Das beschriebene Angriffsmuster funktioniert so: Ein Angreifer verschickt tausende Nachrichten. Die meisten sind wenig ausgefeilte Köder, die Gateways oder geschulte Mitarbeiter erkennen. Diese Masse überflutet das SOC mit Meldungen, die Warteschlange wächst schneller, als die Analysten sie leeren können. In dieser Menge verstecken sich einige gezielt gebaute Spear-Phishing-Mails – die eigentliche Nutzlast. Die Flut ist damit faktisch ein Denial-of-Service gegen die Aufmerksamkeit des SOC.

Die Taktik wirkt, weil die Phishing-Triage in den meisten Organisationen einem vorhersehbaren Muster folgt. Steigt das Meldevolumen, triagieren Analysten schneller und verbringen weniger Zeit pro Fall, die Untersuchungstiefe sinkt. Der Quelltext verweist auf Branchenforschung, wonach 66 Prozent der SOC-Teams mit den eingehenden Warnmeldungen nicht Schritt halten können. Hinzu kommt, dass Manager nutzergemeldete Berichte gegenüber anderen Erkennungssystemen mitunter als weniger zuverlässig einstufen und nachrangig behandeln.

Unter Druck verlassen sich Analysten zunehmend auf oberflächliche Indikatoren. Nachrichten, die früheren harmlosen Meldungen ähneln, werden weniger genau geprüft. Genau das nutzen die gefährlichsten Mails aus: Eine Spear-Phishing-Mail an die Assistenz eines Finanzvorstands ist so gestaltet, dass sie der Kategorie von Nachrichten gleicht, die Analysten unter Zeitdruck gelernt haben, schnell abzuhaken – etwa eine Lieferantenmitteilung oder eine Benachrichtigung zur Dokumentenfreigabe.

Die Ökonomie begünstigt laut Quelltext klar den Angreifer: Tausende Massen-Phishing-Mails zu erzeugen kostet fast nichts, zumal generative KI die Produktionshürde weiter senkt. Jede gemeldete Mail kostet die Verteidiger hingegen reale Analystenzeit. Paradoxerweise hat der Erfolg von Awareness-Schulungen das Problem verschärft: Mehr geschulte Mitarbeiter melden mehr, die Warteschlange wächst, die Aufmerksamkeit pro Fall sinkt.
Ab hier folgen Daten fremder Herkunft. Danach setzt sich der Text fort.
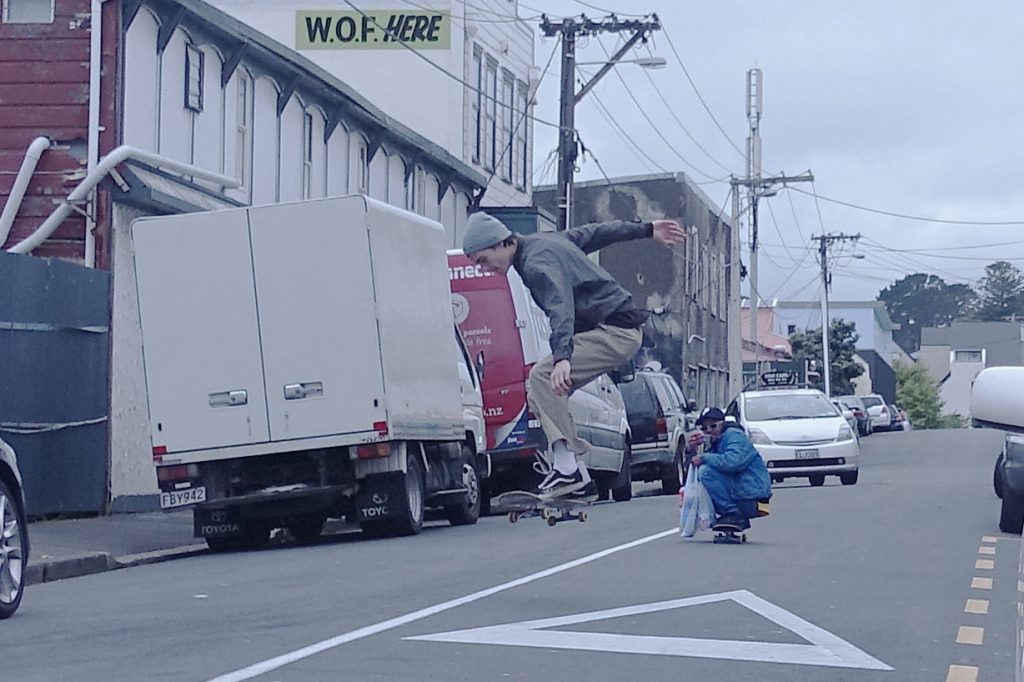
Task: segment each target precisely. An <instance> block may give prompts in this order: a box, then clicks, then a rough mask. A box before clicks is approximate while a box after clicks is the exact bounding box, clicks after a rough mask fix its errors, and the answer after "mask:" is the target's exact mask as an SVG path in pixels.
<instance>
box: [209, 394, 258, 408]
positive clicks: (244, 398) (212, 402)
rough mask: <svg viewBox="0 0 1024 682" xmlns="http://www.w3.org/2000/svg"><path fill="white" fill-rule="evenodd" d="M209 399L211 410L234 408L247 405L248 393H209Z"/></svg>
mask: <svg viewBox="0 0 1024 682" xmlns="http://www.w3.org/2000/svg"><path fill="white" fill-rule="evenodd" d="M209 397H210V407H211V408H234V407H237V406H240V404H249V392H248V391H244V390H238V391H221V392H219V393H210V396H209Z"/></svg>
Gängige Automatisierung – das automatische Schließen von Meldungen vertrauenswürdiger Absender, Deduplizierung, Reputationsprüfungen – hilft gegen das Grundvolumen, versagt aber gegen dieses Bedrohungsmodell und kann es teils verschärfen. Regelbasierte Filter schaffen vorhersehbare blinde Flecken: Wer weiß, dass Meldungen reputierter Domains automatisch geschlossen werden, kann diese Domains kompromittieren oder fälschen. Gruppiert die Logik nach Betreff oder Absender, lassen sich diese Merkmale variieren, während die Nutzlast gleich bleibt. Hinzu kommt das Vertrauensproblem: Schließt ein System eine Meldung, ohne seine Begründung offenzulegen, untersuchen Analysten Fälle erneut oder überstimmen die Automatisierung.

Als Gegenentwurf beschreibt der Quelltext „entscheidungsreife" Untersuchungen statt zusätzlicher Signale – ein vollständiges, begründetes Urteil mit nachvollziehbarer Beweiskette. Skizziert werden agentische KI-Architekturen, in denen spezialisierte Agenten parallel arbeiten: Einer prüft die Absenderechtheit über SPF, DKIM und DMARC sowie die Domain-Historie, ein zweiter analysiert sprachliche Muster und Social-Engineering-Hinweise, ein dritter gleicht die Meldung mit Endpoint-Telemetrie ab. Ziel ist, dass jede Meldung dieselbe Prüfung erhält, unabhängig von Warteschlange und Tageszeit – und die Bearbeitungszeit von drei bis zwölf Stunden auf unter fünf Minuten sinkt.

Der Quelltext verweist abschließend auf die CognitiveSOC-Plattform des Anbieters Conifers.ai, die mit agentischer KI entscheidungsreife Phishing-Untersuchungen in Minuten statt Stunden liefern soll.